Control of Residential Space Heating for Demand Response Using Grey-box Models

Authors

Rasmus Elbæk Hedegaard
Aarhus University

Keywords:

Reduced order models, Model predictive control, Demand response, Smart-meter consumption data, Market-driven demand response, Practical weather data acquisition

Synopsis

Certain advanced control schemes are capable of making a part of the thermostatic loads of space heating in buildings flexible, thereby enabling buildings to engage in so-called demand response. It has been suggested that this flexible consumption may be a valuable asset in future energy systems where conventional fossil fuel-based energy production have been partially replaced by intermittent energy production from renewable energy sources. Model predictive control (MPC) is a control scheme that relies on a model of the building to predict the future impact on the temperature conditions in the building of both control decisions (space heating) and phenomena outside the influence of the control scheme (e.g. weather conditions). MPC has become one of the most frequently used control schemes in studies investigating the potential for engaging buildings in demand response. While research has indicated MPC to have many useful applications in buildings, several challenges still inhibit its adoption in practice. A significant challenge related to MPC implementation lies in obtaining the required model of the building, which is often derived from measurements of the temperature and heating consumption. Furthermore, studies have indicated that, although demand response in buildings could contribute to the task of balancing supply and demand, suitable tariff structures that incentivize consumers to engage in DR are lacking. The main goal of this work is to contribute with research that addresses these issues. This thesis is divided into two parts.
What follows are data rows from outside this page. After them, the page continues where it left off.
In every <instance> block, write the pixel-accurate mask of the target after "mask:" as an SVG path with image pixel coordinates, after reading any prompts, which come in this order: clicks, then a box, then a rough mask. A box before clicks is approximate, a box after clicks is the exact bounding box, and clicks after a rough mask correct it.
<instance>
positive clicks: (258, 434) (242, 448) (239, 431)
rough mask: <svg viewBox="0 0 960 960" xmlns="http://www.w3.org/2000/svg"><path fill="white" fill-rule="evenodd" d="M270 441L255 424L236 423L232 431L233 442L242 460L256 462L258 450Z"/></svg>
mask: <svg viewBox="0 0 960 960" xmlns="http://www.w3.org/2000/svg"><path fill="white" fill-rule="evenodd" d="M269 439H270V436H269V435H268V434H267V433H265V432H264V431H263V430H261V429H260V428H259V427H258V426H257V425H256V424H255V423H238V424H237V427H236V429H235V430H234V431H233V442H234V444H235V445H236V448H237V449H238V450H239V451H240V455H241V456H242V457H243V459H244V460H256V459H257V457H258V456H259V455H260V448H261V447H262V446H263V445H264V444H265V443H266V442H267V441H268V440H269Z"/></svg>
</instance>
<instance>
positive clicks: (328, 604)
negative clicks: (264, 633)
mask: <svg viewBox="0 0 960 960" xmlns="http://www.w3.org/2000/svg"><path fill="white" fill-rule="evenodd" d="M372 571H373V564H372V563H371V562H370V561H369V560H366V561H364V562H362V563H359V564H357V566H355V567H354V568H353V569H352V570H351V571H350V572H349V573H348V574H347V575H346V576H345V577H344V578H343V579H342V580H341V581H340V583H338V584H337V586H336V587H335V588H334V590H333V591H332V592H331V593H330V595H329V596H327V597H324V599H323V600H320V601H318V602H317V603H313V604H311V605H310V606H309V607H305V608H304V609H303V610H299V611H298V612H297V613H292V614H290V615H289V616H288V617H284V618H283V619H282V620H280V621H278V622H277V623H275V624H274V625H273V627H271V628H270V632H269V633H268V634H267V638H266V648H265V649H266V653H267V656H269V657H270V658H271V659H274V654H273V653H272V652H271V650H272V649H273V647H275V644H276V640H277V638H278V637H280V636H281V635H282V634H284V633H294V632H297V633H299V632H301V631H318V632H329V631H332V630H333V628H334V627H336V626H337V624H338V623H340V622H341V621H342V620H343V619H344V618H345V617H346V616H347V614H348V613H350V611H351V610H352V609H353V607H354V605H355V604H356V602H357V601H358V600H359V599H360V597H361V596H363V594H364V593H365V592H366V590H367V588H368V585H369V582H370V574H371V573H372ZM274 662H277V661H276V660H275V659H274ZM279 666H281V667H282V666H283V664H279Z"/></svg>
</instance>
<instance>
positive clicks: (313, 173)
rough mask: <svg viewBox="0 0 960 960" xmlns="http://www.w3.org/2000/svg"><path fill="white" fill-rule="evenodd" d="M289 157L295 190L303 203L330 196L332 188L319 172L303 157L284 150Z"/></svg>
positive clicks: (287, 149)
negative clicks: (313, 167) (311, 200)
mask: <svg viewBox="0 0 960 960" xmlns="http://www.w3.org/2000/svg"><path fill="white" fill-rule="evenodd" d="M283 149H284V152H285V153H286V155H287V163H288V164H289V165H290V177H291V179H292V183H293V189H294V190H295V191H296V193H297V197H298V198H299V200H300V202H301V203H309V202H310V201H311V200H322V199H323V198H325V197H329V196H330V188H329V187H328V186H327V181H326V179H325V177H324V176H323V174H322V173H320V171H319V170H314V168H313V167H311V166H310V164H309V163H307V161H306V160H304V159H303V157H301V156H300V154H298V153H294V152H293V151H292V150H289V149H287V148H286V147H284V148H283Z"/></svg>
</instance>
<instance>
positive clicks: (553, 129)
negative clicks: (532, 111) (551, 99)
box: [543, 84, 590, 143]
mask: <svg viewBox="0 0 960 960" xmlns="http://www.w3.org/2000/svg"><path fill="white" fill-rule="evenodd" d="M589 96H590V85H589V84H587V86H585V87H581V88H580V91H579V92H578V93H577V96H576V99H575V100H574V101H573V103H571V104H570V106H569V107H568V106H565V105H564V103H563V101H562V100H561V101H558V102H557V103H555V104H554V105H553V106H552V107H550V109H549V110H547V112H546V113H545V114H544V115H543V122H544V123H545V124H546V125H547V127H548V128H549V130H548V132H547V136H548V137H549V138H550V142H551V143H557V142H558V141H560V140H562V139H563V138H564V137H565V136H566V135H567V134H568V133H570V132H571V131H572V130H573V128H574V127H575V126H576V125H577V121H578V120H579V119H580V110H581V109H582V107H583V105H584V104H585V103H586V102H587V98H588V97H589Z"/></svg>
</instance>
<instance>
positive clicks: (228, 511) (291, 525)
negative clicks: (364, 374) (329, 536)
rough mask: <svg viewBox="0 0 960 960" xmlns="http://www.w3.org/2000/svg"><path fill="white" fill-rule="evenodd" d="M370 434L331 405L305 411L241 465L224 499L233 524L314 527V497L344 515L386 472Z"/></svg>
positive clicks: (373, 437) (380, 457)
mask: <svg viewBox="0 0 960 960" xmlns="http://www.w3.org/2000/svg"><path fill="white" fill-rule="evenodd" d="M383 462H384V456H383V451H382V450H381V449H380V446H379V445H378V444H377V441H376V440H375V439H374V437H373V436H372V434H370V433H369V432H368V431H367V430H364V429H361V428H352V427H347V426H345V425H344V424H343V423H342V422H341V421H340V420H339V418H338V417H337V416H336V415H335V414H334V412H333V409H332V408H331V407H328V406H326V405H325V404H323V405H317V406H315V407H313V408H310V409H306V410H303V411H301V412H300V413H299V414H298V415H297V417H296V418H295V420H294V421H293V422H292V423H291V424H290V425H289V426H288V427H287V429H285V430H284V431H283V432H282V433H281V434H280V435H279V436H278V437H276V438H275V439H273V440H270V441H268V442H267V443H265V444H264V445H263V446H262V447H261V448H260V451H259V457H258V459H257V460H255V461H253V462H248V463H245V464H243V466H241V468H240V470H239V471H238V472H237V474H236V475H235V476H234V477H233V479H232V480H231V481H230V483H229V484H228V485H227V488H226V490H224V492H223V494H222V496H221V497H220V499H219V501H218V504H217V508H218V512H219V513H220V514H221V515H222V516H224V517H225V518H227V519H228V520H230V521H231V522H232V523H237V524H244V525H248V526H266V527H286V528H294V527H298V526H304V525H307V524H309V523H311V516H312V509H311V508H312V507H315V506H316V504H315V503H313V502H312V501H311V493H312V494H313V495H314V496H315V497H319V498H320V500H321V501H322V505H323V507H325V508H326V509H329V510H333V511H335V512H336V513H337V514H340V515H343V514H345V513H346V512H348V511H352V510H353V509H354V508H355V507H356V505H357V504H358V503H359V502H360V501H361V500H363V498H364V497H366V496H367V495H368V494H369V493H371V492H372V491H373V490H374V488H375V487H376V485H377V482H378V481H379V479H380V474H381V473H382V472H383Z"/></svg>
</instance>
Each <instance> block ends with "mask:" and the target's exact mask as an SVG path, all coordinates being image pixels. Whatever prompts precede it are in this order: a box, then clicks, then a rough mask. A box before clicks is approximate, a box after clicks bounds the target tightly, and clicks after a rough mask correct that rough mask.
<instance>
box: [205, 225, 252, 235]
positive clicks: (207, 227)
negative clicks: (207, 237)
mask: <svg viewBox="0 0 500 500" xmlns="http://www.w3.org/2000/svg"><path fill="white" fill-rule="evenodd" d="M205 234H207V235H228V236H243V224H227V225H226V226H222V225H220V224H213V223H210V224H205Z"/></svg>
The first part of the thesis explores ways of simplifying the task of obtaining the building model that is required for implementation of MPC. Studies that explore practical ways of obtaining the measurement data needed for model identification are presented together with a study evaluating the suitedness of different low-order model structures that are suited for control-purposes.

The second part of the thesis presents research on the potential of utilizing buildings for demand response. First, two studies explore and evaluate suitable incentive mechanisms for demand response by implementing an MPC scheme in a multi-apartment building block. These studies evaluate two proposed incentive mechanisms as well as the impact of building characteristics and MPC scheme implementation. Finally, a methodology for bottom-up modelling of entire urban areas is presented, and proved capable of predicting the aggregated energy demand of urban areas. The models resulting from the methodology are then applied in an analysis on demand response.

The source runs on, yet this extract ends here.